Limitations of the study include lack of availability of a validation cohort to independently test the predictive capacity of the identified miRNAs. Due to the small sample size of the study, while we did match for important patient characteristics at baseline (Table 1), we were unable to control for other potential confounders. While serum samples were, in some cases, cryopreserved for over a decade, previous work has suggested stability of miRNAs in cryopreserved serum over time (27), and our data analysis included rigorous quality controls to exclude samples of low quality. While use of technical replicates to control for assay variability would have been ideal, our study used only a single technical replicate for miRNA quantitation based on limited sample availability. Finally, because we are unable to distinguish hepatic vs. extra-hepatic production of the miRNAs measured in this study, this tempers the suggestion that the identified species could be amenable to pharmacologic targeting in the liver to modulate fibrosis regression.

With the improved capacity of advanced imaging modalities to stage liver disease, the need to identify biomarkers of fibrosis regression may be less clinically urgent, but studies such as these remain important to glean insight into putative mechanisms of fibrosis regression. The potential for miRNAs to serve as viable clinical targets for pharmacotherapy was best illustrated when administration of an miR-122 antagonist was shown to significantly decrease HCV replication in a clinical trial (28).

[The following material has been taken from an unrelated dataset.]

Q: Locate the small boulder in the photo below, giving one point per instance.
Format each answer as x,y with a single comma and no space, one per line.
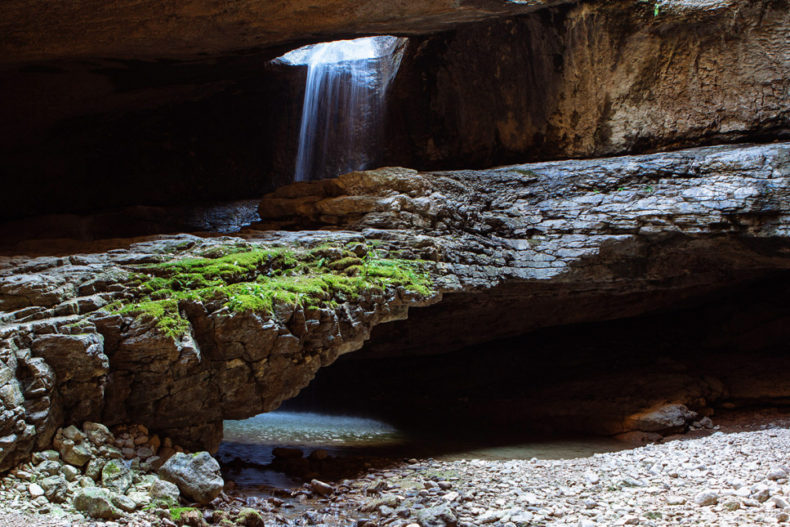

In conclusion, this analysis of miRNAs in serum identified multiple species with differential baseline or end-of-treatment expression in cirrhotic HBV-infected patients treated for 5 years with TDF based on fibrosis regression. Several of the identified miRNAs have previously been associated with fatty liver disease, suggesting that underlying metabolic disease could relate to impaired fibrosis regression during HBV suppression.

Supplementary Material

Supplemental Table 1

Lay Summary/Key Points.

  • Regression of hepatic fibrosis in HBV-infected persons with cirrhosis who receive long-term antiviral therapy treated is not uniform.

  • This work identifies multiple miRNA species whose longitudinal expression correlates with fibrosis regression during antiviral treatment of cirrhotic HBV-infected patients.

  • The identified miRNAs have potential utility as clinical biomarkers and may provide insight into mechanisms of differential fibrosis regression.

Acknowledgments:

The authors would like to thank the investigators and participants who participated in the clinical trials from which the samples analyzed in this study were derived. The study sponsor participated in the study design, analysis and interpretation of the data, and in the preparation of the manuscript.

Statement of Financial Support: This project was funded by a research grant from Gilead Sciences to the Medical University of South Carolina.

Abbreviations, in order of appearance:

HBV

hepatitis B virus

HCC

hepatocellular carcinoma

TDF

tenofovir disoproxil fumarate

ADV

adefovir

BMI

body-mass index

miRNA

microRNA

ALT

alanine transaminase

sCD163

soluble cD163

FDR

false discovery rate

AUC

area under the receiver-operator curve

NASH

non-alcoholic steatohepatitis

Footnotes

Conflict of Interest Declaration: RM, BL, ZJ, JF, and AG are employees of Gilead Sciences, manufacturers of TDF.